“One big fellow box, ‘e got plenty black tooth, plenty white teeth belong ‘im, time master ‘e fight ‘im, fight ‘im, ‘e sing out, sing out!”
From “A Young Traveller in the South Seas” (Iremonger)
The above phrase is given by the author as the translation of the word “piano” into Pidgin English. And what a glorious way to name this object through language. I loved it when I read it and have remembered it ever since.
I am experiencing a similar thing when I watch the Downing Street Briefings. There is always a po-faced person on the left, gravely appraising our situation and then on the right there is what I would like to think of as the speaker of Pidgin English. Look at the expressive faces this smaller person pulls. He is mouthing what appear more to be obscenities than to be offering an exaggerated lip-reading synch to emphasise the speech for those who cannot hear the words of wisdom emanating from his larger friend. Look at the evocative hand gestures that accompany the face-pulling. He is using his whole body to communicate.
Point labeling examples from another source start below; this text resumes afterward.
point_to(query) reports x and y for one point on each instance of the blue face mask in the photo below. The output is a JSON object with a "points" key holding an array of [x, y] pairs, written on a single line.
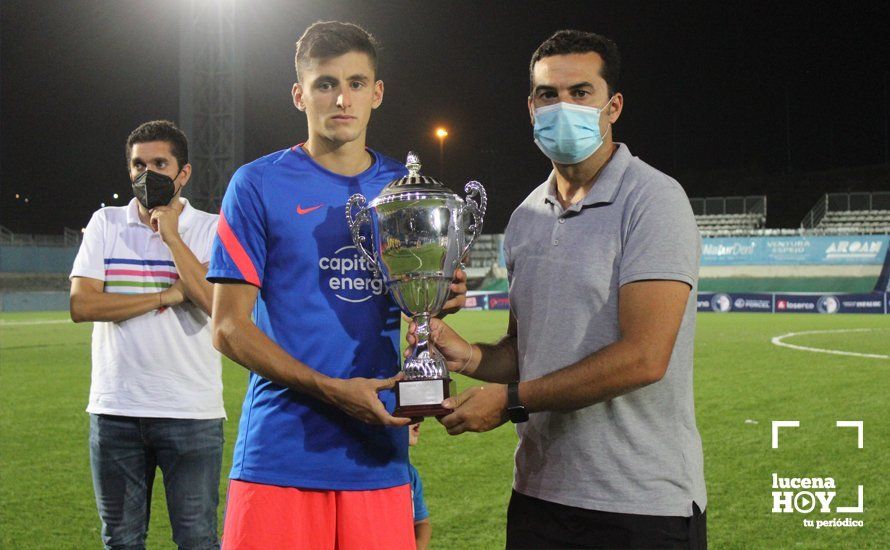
{"points": [[568, 133]]}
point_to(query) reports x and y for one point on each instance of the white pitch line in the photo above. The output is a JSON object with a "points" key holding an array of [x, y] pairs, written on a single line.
{"points": [[22, 323], [778, 341]]}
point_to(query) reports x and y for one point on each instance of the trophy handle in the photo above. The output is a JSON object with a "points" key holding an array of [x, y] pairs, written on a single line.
{"points": [[355, 226], [474, 189]]}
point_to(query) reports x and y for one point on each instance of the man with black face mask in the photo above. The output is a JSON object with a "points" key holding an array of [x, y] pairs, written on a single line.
{"points": [[156, 392]]}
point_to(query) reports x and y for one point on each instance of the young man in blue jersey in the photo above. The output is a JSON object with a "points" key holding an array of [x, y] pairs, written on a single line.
{"points": [[320, 462]]}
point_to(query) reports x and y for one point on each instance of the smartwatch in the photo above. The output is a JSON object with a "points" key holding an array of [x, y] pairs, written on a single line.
{"points": [[515, 411]]}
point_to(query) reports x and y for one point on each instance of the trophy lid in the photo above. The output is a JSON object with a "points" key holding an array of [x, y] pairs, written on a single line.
{"points": [[414, 182]]}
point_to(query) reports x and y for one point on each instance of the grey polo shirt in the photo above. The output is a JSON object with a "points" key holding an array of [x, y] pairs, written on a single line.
{"points": [[639, 453]]}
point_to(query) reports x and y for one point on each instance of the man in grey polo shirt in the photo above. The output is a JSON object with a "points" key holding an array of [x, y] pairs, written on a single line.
{"points": [[603, 260]]}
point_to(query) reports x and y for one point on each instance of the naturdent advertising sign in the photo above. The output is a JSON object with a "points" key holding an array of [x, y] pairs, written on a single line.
{"points": [[843, 250]]}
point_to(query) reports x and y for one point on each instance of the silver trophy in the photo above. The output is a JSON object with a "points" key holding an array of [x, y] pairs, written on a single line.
{"points": [[421, 232]]}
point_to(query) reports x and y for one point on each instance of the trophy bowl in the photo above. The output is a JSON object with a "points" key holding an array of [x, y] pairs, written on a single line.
{"points": [[420, 233]]}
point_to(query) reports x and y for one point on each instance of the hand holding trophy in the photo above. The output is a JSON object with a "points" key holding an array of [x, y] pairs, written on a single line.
{"points": [[421, 232]]}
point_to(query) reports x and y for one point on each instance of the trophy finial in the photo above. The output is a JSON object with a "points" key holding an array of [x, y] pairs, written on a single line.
{"points": [[413, 164]]}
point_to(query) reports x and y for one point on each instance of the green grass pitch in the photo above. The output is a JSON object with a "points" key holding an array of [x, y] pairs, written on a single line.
{"points": [[743, 382]]}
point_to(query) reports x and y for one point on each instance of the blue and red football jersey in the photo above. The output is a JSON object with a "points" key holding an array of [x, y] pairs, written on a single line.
{"points": [[283, 228]]}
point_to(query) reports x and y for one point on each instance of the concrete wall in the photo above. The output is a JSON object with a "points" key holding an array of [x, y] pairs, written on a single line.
{"points": [[37, 259], [34, 301]]}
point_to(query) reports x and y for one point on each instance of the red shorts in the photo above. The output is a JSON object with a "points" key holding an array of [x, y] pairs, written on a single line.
{"points": [[269, 517]]}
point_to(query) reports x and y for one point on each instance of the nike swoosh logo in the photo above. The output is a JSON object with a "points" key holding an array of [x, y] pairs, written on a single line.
{"points": [[301, 210]]}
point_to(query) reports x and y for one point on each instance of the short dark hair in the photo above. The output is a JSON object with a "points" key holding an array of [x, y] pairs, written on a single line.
{"points": [[160, 130], [571, 41], [326, 39]]}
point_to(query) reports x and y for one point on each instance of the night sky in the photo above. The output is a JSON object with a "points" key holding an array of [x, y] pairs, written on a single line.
{"points": [[708, 88]]}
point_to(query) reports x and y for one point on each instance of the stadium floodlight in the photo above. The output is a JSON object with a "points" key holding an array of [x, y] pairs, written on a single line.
{"points": [[441, 133]]}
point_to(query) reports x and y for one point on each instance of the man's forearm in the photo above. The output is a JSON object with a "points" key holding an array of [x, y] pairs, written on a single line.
{"points": [[193, 276], [248, 346], [495, 362], [111, 307], [617, 369]]}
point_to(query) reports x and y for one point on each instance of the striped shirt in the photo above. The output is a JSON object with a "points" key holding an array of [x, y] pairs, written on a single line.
{"points": [[162, 363]]}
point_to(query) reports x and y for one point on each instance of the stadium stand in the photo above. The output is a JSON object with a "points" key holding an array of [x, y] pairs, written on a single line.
{"points": [[846, 213], [728, 216]]}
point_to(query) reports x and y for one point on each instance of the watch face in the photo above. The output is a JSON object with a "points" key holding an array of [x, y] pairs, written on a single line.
{"points": [[517, 414]]}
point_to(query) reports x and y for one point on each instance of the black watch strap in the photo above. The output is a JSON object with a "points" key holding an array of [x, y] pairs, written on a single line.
{"points": [[515, 411]]}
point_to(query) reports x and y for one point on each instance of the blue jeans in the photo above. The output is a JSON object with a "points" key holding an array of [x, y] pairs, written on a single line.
{"points": [[124, 454]]}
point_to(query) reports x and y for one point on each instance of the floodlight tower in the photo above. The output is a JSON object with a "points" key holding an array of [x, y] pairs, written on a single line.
{"points": [[211, 97]]}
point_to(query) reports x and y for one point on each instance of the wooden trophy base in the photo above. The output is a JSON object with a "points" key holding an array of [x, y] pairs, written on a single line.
{"points": [[420, 398]]}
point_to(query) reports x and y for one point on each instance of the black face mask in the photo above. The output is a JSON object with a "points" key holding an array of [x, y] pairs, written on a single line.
{"points": [[153, 189]]}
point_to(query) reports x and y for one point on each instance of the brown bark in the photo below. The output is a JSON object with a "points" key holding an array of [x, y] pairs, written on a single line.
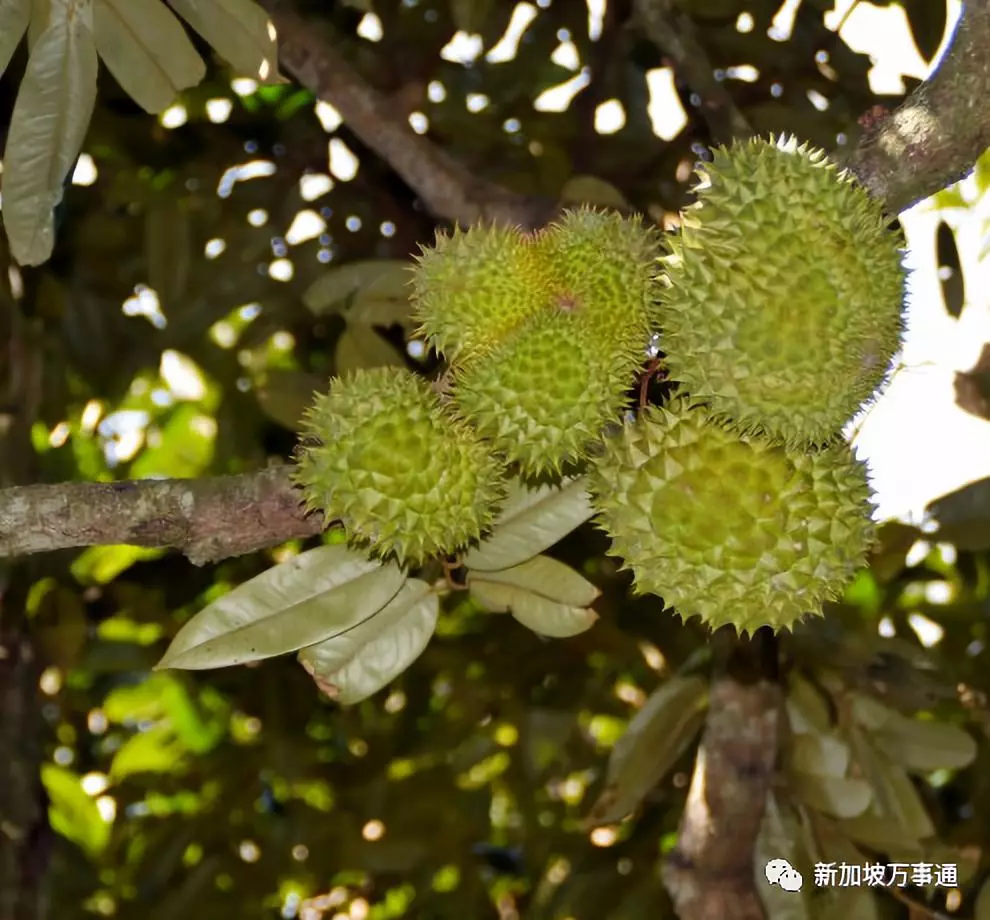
{"points": [[207, 519]]}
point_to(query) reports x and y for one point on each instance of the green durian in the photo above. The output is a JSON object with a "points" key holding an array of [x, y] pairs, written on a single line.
{"points": [[727, 526], [403, 475], [543, 397], [784, 292], [473, 287], [604, 264]]}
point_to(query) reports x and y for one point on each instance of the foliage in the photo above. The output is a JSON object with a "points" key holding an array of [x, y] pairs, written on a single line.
{"points": [[186, 316]]}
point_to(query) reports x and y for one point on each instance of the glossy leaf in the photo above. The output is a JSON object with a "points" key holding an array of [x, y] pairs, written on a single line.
{"points": [[47, 128], [311, 597], [156, 750], [360, 346], [821, 754], [532, 520], [285, 395], [807, 709], [14, 18], [779, 838], [923, 746], [540, 614], [146, 49], [72, 812], [168, 245], [592, 190], [239, 30], [358, 663], [333, 289], [839, 796], [548, 578], [656, 737]]}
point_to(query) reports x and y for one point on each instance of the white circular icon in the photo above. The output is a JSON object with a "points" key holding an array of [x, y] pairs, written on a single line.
{"points": [[781, 872]]}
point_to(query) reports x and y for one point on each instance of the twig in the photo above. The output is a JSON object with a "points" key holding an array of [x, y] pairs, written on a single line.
{"points": [[447, 187], [936, 135], [673, 33], [207, 519], [709, 874]]}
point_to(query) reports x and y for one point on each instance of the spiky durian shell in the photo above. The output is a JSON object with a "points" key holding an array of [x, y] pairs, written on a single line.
{"points": [[473, 287], [404, 476], [543, 397], [784, 305], [605, 265], [726, 526]]}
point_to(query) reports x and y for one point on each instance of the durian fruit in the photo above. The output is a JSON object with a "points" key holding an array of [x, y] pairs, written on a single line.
{"points": [[726, 526], [783, 304], [380, 454], [543, 397], [473, 287], [605, 264]]}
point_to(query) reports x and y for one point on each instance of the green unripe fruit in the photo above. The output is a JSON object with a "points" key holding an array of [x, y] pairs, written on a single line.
{"points": [[605, 264], [784, 305], [543, 397], [472, 288], [728, 527], [403, 475]]}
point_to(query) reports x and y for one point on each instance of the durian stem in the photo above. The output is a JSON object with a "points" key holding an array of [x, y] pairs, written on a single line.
{"points": [[710, 874], [206, 519], [936, 135]]}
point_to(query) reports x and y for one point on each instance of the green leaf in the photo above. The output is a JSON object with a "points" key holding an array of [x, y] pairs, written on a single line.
{"points": [[470, 15], [156, 750], [543, 616], [807, 709], [819, 753], [14, 18], [592, 190], [239, 30], [358, 663], [548, 578], [380, 277], [780, 838], [168, 246], [72, 812], [359, 346], [532, 520], [146, 49], [839, 796], [49, 123], [314, 596], [923, 746], [656, 737], [285, 395]]}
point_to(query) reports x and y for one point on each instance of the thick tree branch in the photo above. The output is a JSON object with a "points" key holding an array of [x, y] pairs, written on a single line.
{"points": [[207, 519], [936, 135], [709, 874], [672, 32], [447, 187]]}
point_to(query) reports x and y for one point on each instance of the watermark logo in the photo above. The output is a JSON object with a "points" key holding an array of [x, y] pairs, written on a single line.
{"points": [[781, 872], [870, 875]]}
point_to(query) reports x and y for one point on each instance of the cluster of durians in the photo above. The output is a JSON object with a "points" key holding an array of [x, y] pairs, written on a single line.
{"points": [[779, 309]]}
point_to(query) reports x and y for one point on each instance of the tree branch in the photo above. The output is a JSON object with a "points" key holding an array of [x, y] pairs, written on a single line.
{"points": [[673, 33], [709, 874], [207, 519], [446, 186], [936, 135]]}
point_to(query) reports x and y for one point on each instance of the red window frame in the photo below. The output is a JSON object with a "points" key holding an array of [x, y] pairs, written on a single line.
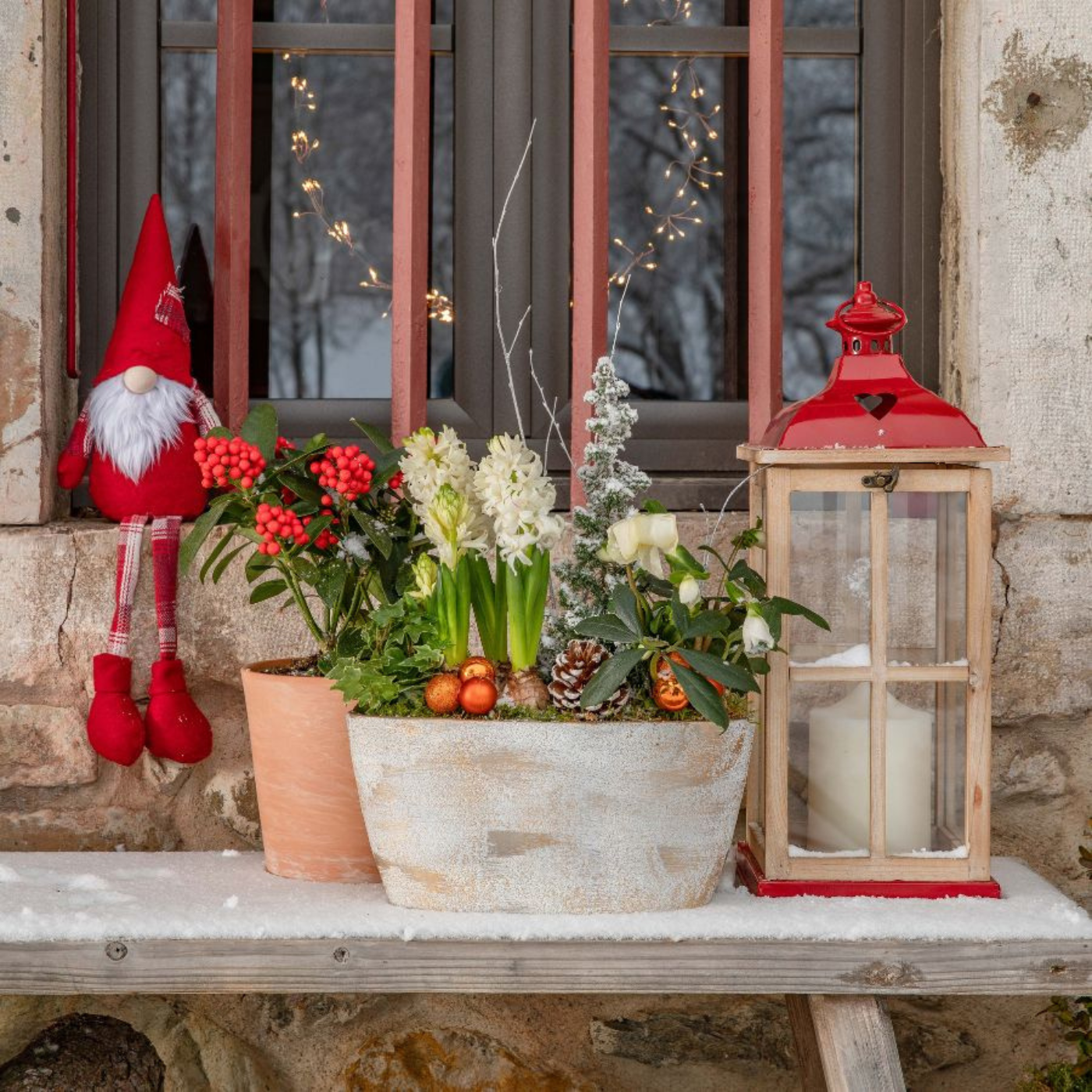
{"points": [[590, 212]]}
As a result of this, I find myself captivated by the visual drama of the diminutive character to the right, to the extent that I soon start to drift off and cease to listen to the person on the left at all.
If you could take Pidgin English and put it into visual form, then this would be it.
I wonder if anyone else has become obsessed by these rather small people who so often pop up on our TV screens and are much more interesting than the politicians and experts at the moment?